1 whole chicken, cut in pieces
500g onions
3 pieces of Afghan bread
1 cup sumac
½ cup olive oil, plus extra for toasting the almonds
1 teaspoon black pepper
1 teaspoon of salt
1 tbsp mixed spices
A handful of cardamom pods
A few bay leaves
oil spray
Almonds for garnish

Place the chicken pieces in a saucepan, cover with water and add a diced onion, the spice mix, cardamom pods and bay leaves. Cook on the stove (or in a pressure cooker) until the chicken pieces are cooked through. It takes about 20 minutes in the pressure cooker; or about 45 minutes in a regular saucepan, keeping the heat low to medium, ie low heat.

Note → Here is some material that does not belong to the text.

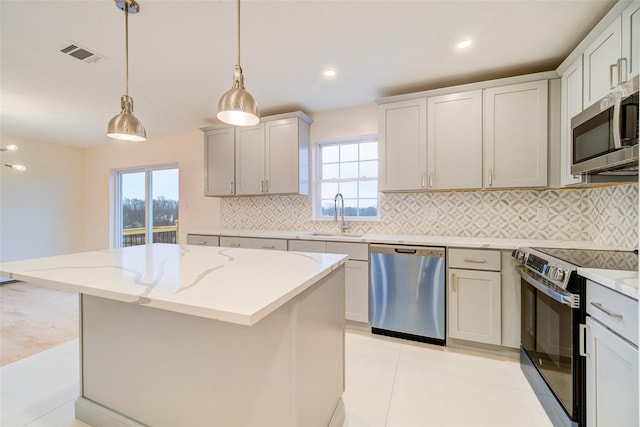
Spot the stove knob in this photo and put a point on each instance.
(551, 271)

Dice the remaining onions, then fry in a separate pan over medium heat, using half a cup of oil, until the onions wilt – this should take about 10 minutes. Season with salt and pepper to taste, remove from the heat then add the sumac to the onions and mix.

In a separate skillet, fry the almonds in a little oil for a few minutes, until golden.

Turn your oven to broil to preheat, then spread the onion mixture on a piece of bread.

Place the bread and onion under the broiler for a few minutes, until the onions begin to caramelize and turn lightly browned. Be very careful so that the bread and onions do not burn. Sprinkle fried almonds on top. Add another layer of bread and onion and repeat the baking process, layering the bread pieces on top of each other. Once each layer is toasted, remove the bread from the oven.

Place cooked chicken pieces on a baking sheet, spray with oil and sprinkle with sumac. Broil the chicken until the skin is golden brown.

Place the chicken pieces on the bread and garnish with the remaining walnuts. Enjoy!